Eagle Mountain Magnet archery students on a roll

From the left, Jack Allen, Gina Mishark, Jack Looney and Ronnie Jeffery are members of the Eagle Mountain Magnet School archery team.
From the left, Jack Allen, Gina Mishark, Jack Looney and Ronnie Jeffery are members of the Eagle Mountain Magnet School archery team.

— Let it be known: The students at Eagle Mountain Magnet school in Batesville liked archery before it was cool.

In 2009, long before kids wanted to brandish bows like Katniss from The Hunger Games, Eagle Mountain added the sport to school’s physical education lineup. The kids have been going crazy for archery ever since.

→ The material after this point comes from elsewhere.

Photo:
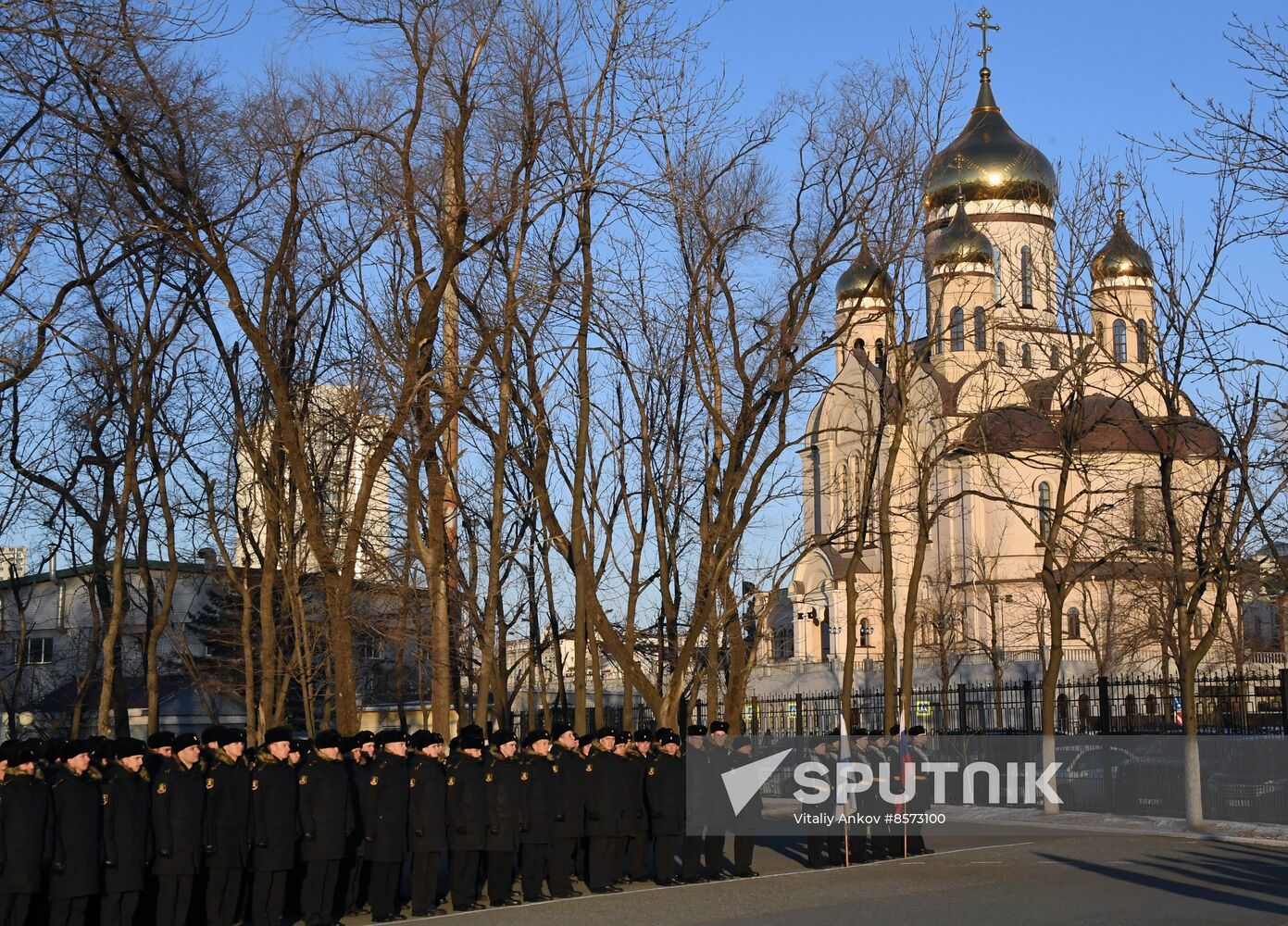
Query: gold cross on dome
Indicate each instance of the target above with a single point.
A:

In just four short seasons of competition, the school has built a reputation as being one of the strongest programs competing in the National Archery in the Schools Program. The latest season was another in a line of successes: The team took first place in the elementary division at the state competition in Hot Springs, followed by a second-place finish at the national tournament in Louisville. In early October, the team ended its 2012 season by placing third in the world competition at Disney World in Orlando.

“When we first started competing in 2009, we took first at world,” Coach Susan Parker said. “Everyone started saying, ‘Where is Batesville, Ark.?’”

Now both the competitors and the hometown know who they are.

“The world competition — it’s huge,” seventh-grade archer Jack Looney said. “There are tons of people and vendors, but I just concentrate on winning.”

All that concentration worked for Jack this year. He took home second at nationals and world. He didn’t even get nervous.

Seventh-grader Ronnie “RJ” Jeffery managed to keep a cool head during competition as well. He took first at the world competition and has a metallic blue bow and a new target at home to prove it. Bows of specific colors (silver for state, gold for nationals, blue at this year’s worlds) are given as prizes to those who win first place in the team or individual divisions. Some archers choose to put them away for safe keeping. The students from Eagle Mountain Magnet use theirs with pride.

Sixth-grader Gina Mishark uses her team silver bow from this year’s state competition at practice and hopes to come home with a gold bow after this season. In 2012, she took third at state and second in world.

“It took me about a year to get good,” Mishark said, coolly.

The hardest part, the kids admit, is just focusing on getting the arrow shot straight. The competitors use compound bows with no sights and no release aids. Everything is by feel. The most important step?

“You just look down the arrow,” said Jack Allen, who competed as a fourth-grader last season, “and don’t think about it too much.”